Before moving into intervention, the participant was taught how to find the correct application and which video to choose on the iPad. The participant was then told that the video would pause at different steps of the skill, and after completing each step, he or she would need to press anywhere in the middle of the screen to move to the next step until the video was completely finished.
During the intervention, participants had access to a pencil, eraser, calculator, and the iPad with the VP video. The researcher read the following instructions: “You will now watch a video that will help you learn a skill. The video will pause after each step in the skill. When it pauses, you will need to complete the step you just watched. You can watch the video segment as many times as needed by pressing the back button once at the bottom of the screen. After you complete the step, press anywhere in the middle of the screen to continue to the next step. You will continue doing this until you learn the skill.” After receiving the instructions, the participant was given one of the percent-cost word problems randomly chosen and told to solve the problem using the VP intervention on the iPad. The task analysis data sheet based on the steps identified in Table 1 was filled out as the participant worked through the word problem. The participant was required to reach criterion at 100% for at least five consecutive sessions. After a participant reached criterion, the next randomly selected participant was able to move into the intervention phase.
If the participant needed an additional prompt to start the VP intervention after receiving the word problem, a verbal prompt could be given. If the participant did not know what to do when the video paused, after at least five seconds of wait time, the student would be prompted, “Now you do the step you saw in the video.” These reminders were not counted against the participant’s score.
Post-test
A month after a participant had reached criterion in the intervention phase, he or she was given a post-test, preceded by a probe with the VP intervention the day before. This final assessment was exactly the same as the pre-test, with the same procedures and problems. The post-tests were graded as either answering a question completely correct or completely incorrect. The post-test data were compared with the pre-test results to determine if the VP intervention had taught adolescent students with LD how to independently obtain the correct answer for percent-cost word problems when the VP intervention was not available to them.
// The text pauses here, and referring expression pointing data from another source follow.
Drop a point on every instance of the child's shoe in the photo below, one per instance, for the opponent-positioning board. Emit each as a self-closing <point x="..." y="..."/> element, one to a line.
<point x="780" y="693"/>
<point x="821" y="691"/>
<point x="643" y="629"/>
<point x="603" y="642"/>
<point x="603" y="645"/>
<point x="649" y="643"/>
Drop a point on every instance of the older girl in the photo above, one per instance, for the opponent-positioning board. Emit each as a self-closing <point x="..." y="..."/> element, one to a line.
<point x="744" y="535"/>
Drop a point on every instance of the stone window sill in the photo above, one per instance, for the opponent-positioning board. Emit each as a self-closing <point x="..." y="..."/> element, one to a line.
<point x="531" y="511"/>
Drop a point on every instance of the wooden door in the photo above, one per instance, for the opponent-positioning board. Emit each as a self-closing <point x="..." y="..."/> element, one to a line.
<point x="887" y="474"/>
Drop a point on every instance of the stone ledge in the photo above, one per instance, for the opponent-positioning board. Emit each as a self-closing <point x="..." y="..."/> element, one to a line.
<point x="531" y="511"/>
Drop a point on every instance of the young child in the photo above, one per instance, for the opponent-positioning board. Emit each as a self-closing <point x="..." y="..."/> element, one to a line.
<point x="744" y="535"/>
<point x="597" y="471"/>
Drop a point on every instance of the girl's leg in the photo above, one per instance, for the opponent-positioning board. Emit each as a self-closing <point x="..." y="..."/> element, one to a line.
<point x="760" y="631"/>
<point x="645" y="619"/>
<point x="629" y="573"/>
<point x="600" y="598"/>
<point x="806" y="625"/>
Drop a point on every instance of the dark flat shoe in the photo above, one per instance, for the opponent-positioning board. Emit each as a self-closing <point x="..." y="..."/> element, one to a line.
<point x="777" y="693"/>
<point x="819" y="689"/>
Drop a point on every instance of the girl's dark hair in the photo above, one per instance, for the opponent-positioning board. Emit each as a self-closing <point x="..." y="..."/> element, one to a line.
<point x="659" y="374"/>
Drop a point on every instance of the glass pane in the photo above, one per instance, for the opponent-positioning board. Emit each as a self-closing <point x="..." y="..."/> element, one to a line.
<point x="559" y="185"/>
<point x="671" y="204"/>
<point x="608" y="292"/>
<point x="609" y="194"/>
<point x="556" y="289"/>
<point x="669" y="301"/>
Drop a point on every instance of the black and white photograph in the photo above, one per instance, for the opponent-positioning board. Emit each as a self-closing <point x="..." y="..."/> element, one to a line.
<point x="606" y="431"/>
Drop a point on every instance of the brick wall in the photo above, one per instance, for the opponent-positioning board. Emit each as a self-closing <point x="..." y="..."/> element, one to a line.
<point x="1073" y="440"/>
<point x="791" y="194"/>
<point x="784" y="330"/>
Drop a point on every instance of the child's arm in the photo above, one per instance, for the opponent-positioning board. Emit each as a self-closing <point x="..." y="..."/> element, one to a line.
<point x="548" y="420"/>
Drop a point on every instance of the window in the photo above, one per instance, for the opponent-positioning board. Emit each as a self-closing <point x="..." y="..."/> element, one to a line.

Although the main reason post-assessment results were reported was to determine whether the student could or could not perform the skill, the post-tests were also scored according to the task analysis to determine if the steps were maintained over time. However, scoring procedures differed slightly from the intervention phase. Post-assessments could be considered correct if a participant had switched the order of some steps: for example, rounding up the cost of the original item and then calculating the percentage in decimal form before accessing the calculator. Also, instead of raising a hand to offer an answer to a teacher, a participant could just write the final answer on the worksheet.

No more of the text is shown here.